Nouveau parti démocratique (chef : Mackenzie Thomason, nombre de députés élus en 2018 : 0)
3 atouts
- Le parti provincial a le même nom que le parti national et peut ainsi bénéficier de la notoriété de la bannière fédérale. Cela lui permet d’obtenir une certaine visibilité dans l’espace public.
- Le NPD est appuyé par plusieurs leaders syndicaux dans la province.
- L’activiste Caitlin Grogan de la région de Saint-Jean, qui s’est récemment fait connaître pour ses prises de position en ligne contestant les réponses de la police face aux agressions sexuelles, a annoncé son intention de briguer l’investiture néo-démocrate dans la circonscription de Quispamsis actuellement représentée par Blaine Higgs.
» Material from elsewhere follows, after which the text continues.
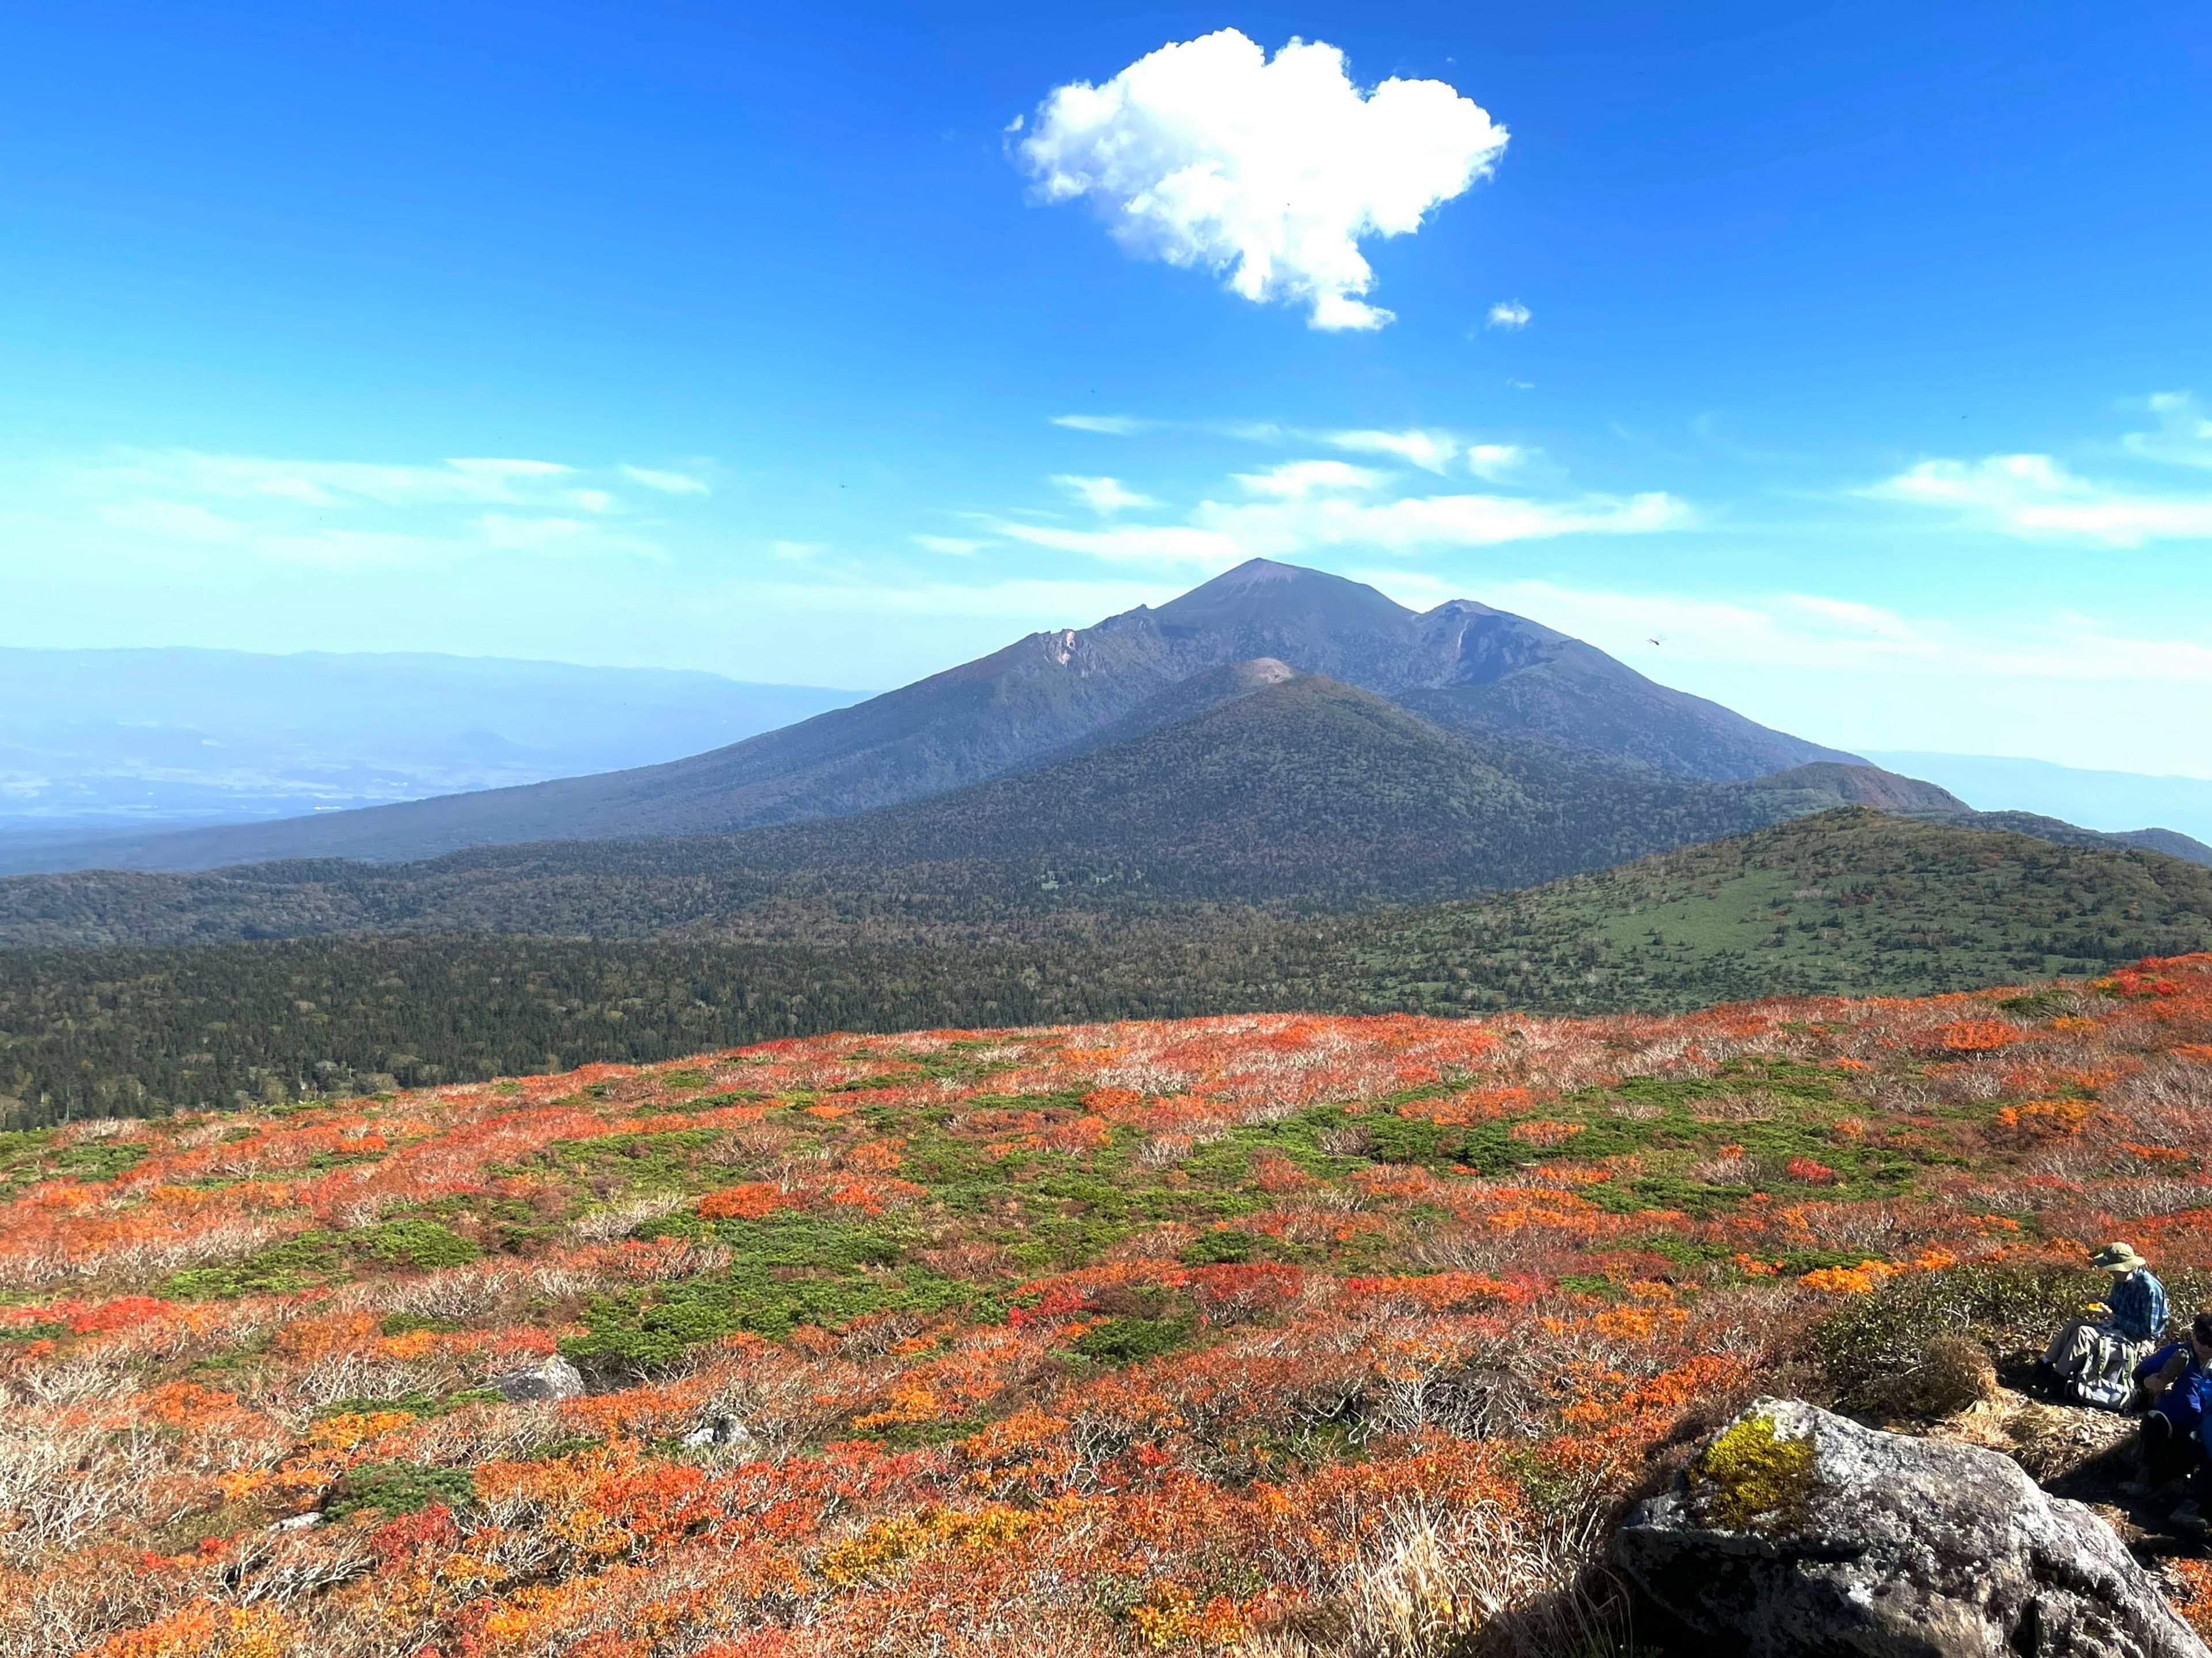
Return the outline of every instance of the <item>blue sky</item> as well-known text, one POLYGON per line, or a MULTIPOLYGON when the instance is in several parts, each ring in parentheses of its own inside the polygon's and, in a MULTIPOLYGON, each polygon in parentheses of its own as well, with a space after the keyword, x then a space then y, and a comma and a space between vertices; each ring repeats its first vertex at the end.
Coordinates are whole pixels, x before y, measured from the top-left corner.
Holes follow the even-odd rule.
POLYGON ((2181 4, 23 10, 0 644, 887 686, 1259 552, 1823 741, 2212 776, 2208 40, 2181 4), (1242 69, 1115 80, 1231 28, 1242 69), (1278 76, 1293 38, 1348 84, 1278 76), (1394 78, 1442 86, 1386 119, 1394 78), (1127 95, 1055 125, 1076 82, 1127 95), (1326 174, 1256 299, 1101 160, 1224 143, 1262 219, 1279 152, 1326 174), (1393 319, 1312 325, 1340 302, 1393 319))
Elle compte plus de 7 000 abonnés à son compte Twitter. Bien que ses chances de l’emporter soient très minces, sa candidature permettra d’apporter une certaine visibilité à son parti.
3 défis
- Le NPD du Nouveau-Brunswick ne dispose pas de chef permanent. Le parti est actuellement dirigé par Mackenzie Thomason, un militant néo-démocrate de 23 ans qui avait l’intention de rester à la tête de la formation politique de façon intérimaire pour quelques mois après la démission de Jennifer Mckenzie. La course à la direction du parti l’année dernière a été annulée, faute de candidatures éligibles. En raison de la pandémie, les néo-démocrates n’ont pas eu l’occasion d’en organiser une autre cette année.
- Le parti semble être très peu organisé dans le moment et loin d’être prêt à entreprendre une campagne électorale. Le NPD a été quasi absent de l’espace public depuis les dernières élections.
- Le Parti Vert et la People’s Alliance occupent déjà l’espace politique disponible pour les tiers partis. Les électeurs qui ne sont pas intéressés par les libéraux et les conservateurs peuvent voter pour deux autres partis qui ont des députés à l’Assemblée législative. Le parti néo-démocrate provincial n’a pas fait élire de député depuis 2003. En 2018, les néo-démocrates n’ont récolté que 5% du vote populaire, leur pire performance depuis 1974.